Gli accordi “testimoniano il nostro impegno nel garantire la sicurezza degli approvvigionamenti di energia all’Italia, perseguendo al contempo i nostri obiettivi di decarbonizzazione” e “la partnership tra Italia e Algeria oggi è ulteriormente rafforzata ed è confermato il ruolo chiave dell’Algeria come uno dei principali fornitori di energia dell’Europa”.

L’Algeria

Il giorno dopo l’accordo con l’Algeria per la fornitura di gas all’Italia, Descalzi ricorda che Eni ha iniziato la “diversificazione geografica nel 2014 per essere pronti a fronteggiare eventuali difficoltà”, non attendendo la guerra in Ucraina in questo senso, oltre a puntare “sulla diversificazione tecnologica e sulla sostenibilità ambientale”, definita “importantissima” dall’ad.

Al giornalista che gli chiedeva sui rischi di “passare dalla padella russa alla brace algerina”, Descalzi rispondeva che “non ci sono né padelle né braci”, ma “c’è un cibo che va cucinato e se brucia dipende da chi lo sta cucinando. Quindi bisogna diversificare: non c’è solo l’Algeria, ci sono la Libia, l’Egitto, l’Angola, il Congo, il Mozambico, gli Stati Uniti”.

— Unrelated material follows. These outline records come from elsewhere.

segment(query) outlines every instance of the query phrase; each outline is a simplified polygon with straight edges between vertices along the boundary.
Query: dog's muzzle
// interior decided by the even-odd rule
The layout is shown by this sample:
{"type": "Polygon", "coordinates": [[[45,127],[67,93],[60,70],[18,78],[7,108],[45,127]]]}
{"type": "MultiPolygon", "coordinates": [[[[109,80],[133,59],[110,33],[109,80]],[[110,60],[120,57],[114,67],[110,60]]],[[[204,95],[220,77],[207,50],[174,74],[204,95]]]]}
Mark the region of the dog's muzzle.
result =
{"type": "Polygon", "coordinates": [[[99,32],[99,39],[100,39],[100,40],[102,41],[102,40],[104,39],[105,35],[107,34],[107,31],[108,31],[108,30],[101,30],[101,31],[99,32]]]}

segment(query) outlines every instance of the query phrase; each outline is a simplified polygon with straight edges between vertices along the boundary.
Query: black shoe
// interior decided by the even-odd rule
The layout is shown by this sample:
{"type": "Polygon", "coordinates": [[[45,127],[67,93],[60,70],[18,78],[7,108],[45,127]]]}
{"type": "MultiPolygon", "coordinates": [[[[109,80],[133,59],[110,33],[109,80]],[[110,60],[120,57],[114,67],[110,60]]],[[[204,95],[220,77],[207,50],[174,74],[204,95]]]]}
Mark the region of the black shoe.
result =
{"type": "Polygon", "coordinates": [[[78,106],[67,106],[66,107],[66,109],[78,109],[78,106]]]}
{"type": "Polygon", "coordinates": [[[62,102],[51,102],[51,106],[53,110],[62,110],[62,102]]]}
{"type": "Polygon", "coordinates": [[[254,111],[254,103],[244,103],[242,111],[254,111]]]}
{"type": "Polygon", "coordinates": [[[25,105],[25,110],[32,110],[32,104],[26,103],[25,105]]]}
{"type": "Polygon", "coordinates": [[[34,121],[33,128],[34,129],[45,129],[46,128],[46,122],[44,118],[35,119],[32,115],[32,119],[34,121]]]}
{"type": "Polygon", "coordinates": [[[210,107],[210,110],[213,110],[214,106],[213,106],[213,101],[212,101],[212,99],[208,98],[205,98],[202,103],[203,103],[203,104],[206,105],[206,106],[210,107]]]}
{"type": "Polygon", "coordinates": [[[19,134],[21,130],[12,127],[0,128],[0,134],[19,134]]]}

L’Italia è l’unico paese ad avere una connessione con l’Algeria, tramite il gasdotto TransMed, “che ha una capacità di circa 36 miliardi di metri cubi di gas, tuttora sottoutilizzata: ci sono ancora più di 10 miliardi che possono arrivare in Italia”, prosegue Descalzi.

Le forniture di gas italiane

“Abbiamo poi una connessione con la Libia che vale adesso circa 12-14 miliardi di metri cubi in termini di capacità, che può salire con adeguate aggiunte di compressione di parecchi miliardi” e “ci sono l’Egitto, l’Angola, il Congo e il Mozambico che possono portarci il gas liquido e il Tap che porta 7-8 miliardi dall’Azerbaigian e potrà essere ampliato”.

In Italia, conclude Desclazi, “abbiamo cinque punti di connessione oltre a Tarvisio” e “in più abbiamo tre rigassificatori che presto spero diventino cinque, se non sette”, anche se esiste il problema del “collo di bottiglia tra la Campania, Molise, Abruzzo. Questo comporta che da Sud possono arrivare al massimo 126 milioni di metri cubi al giorno”, mentre per questo “Snam ha già lanciato un piano di espansione per superare questo collo di bottiglia”.

Affrancarsi dalla Russia

La strategia italiana sul gas attualmente in corso porterà il paese ad affrancarsi dalle forniture russe nell’inverno 2024-2025, “se le cose continueranno ad andare nel verso giusto”,

L’Europa, spiega il manager, “è obbligata per ottenere gas ad andare dalla Russia, dalla Norvegia, dal Qatar... Noi invece abbiamo sempre fatto per tempo investimenti nei Paesi produttori, trovato tanto metano e lavorato alla diversificazione. Insomma, eravamo e siamo molto più avanti. Questo ci ha facilitato”.